As I arrived early at the Space Theatre foyer for the Motus Collective's performance of The Leftovers, I sat with a glass of wine to observe the incoming audience and peruse the programme for the upcoming show.

The audience members arriving were diverse and quite animated as they entered. Young folks in tee-shirts and jeans mixing with older couples in posh frocks and business jackets were drawn, as I was, to an ambiguous sculptural form standing white and crude in the foyer with us. The object had a roughly humanoid form, standing about two metres tall, with five hands protruding from its midsection.

Curious.

The programme spoke of the Theseus's Paradox, a Greek thought experiment about the concept of a ship being rebuilt one piece of timber at a time until every component had been replaced. Is it the same ship or not? The contemporary, cruder and more comical analogy is that of Grandpa's Axe. It has had three new handles and two new heads, but it is still as good an axe as when Grandpa used it.

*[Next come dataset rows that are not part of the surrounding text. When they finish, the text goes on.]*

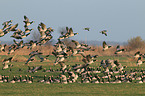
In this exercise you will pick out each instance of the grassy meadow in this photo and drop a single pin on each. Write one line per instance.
(57, 89)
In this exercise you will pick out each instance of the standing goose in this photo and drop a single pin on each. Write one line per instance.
(27, 22)
(105, 46)
(70, 33)
(2, 33)
(7, 60)
(2, 47)
(137, 54)
(13, 80)
(118, 50)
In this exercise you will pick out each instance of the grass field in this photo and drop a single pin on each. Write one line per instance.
(74, 89)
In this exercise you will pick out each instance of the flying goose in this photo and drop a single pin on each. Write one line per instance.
(6, 24)
(104, 32)
(105, 46)
(13, 28)
(87, 28)
(2, 47)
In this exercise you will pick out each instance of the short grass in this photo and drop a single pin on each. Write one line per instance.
(74, 89)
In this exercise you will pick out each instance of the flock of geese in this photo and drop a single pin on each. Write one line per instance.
(109, 71)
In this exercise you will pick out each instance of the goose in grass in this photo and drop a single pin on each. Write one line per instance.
(87, 28)
(30, 59)
(118, 50)
(36, 69)
(12, 49)
(104, 32)
(77, 44)
(59, 59)
(27, 30)
(27, 22)
(20, 79)
(76, 51)
(17, 36)
(7, 60)
(2, 33)
(105, 46)
(30, 80)
(43, 80)
(6, 66)
(33, 53)
(60, 54)
(70, 33)
(2, 47)
(13, 80)
(32, 44)
(137, 54)
(139, 61)
(43, 58)
(25, 79)
(63, 79)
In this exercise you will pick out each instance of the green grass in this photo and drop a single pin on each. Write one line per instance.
(74, 89)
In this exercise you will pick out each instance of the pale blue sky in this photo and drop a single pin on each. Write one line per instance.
(123, 19)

As we entered the theatre itself, I was advised by an usher to sit as close to the front and as far to the side as I could. I took her advice and found a seat in the front right at the very end of the row and took in my surroundings.

The performance space was white. The floor was white. Three sculptural forms, by Nicholas Hanish, similar to the one in the lobby were white. Four dancers were moving around the space, apparently oblivious to us and each other, all dressed in white, and even their hair was whitened. On the far side of the space, another rank of seating rose, sandwiching the performers between the observers who were still filing in.

Alix Kuijpers's soundscape was ambiguous, neither natural nor musical, apparently arrhythmic, and almost atonal, just at the edge of the listener's ability to find form or pattern. The lighting was quite bright and shamelessly white and, coupled with the starkness of the set, the whole tableau was quite alien and disconcerting.

A voiceover suddenly came over the speakers in a rather dispassionate, and interruptive Acknowledgement of Country, before a chord began to swell and another voice asked, “Where did you go and why did you leave?”

The premise of the work, the programme informed me, was to interpret the Theseus's Paradox to the metaphysics of our own lives. Given the, not entirely accurate thesis that our own cells are replaced every seven years, are we the same creature that we were at the end of that transformation? Do emotions, relationships, thoughts, and motivations survive that renewal process?

The four dancers, Felicity Boyd, Sophie Hollingworth, Tayla Hoadley, and Isobel Stolinski, interpreted Zoe Gay's choreography with extraordinary skill and athleticism.

They questioned love, loss, fear, doubt, and joy, the very nature of the human condition, in a series of almost individual works within the broader work, emphasising the individuality of every circumstance, every choice that we make as we progress through our existence.

It was a performance of questions rather than answers, leaving each individual audience member to answer those questions from their own, personal viewpoint. The ending of the work left me baffled, I have to admit, and I can only recommend that you experience it for yourself.

I left the theatre puzzled, introspective, but thoroughly satisfied by this beautiful work.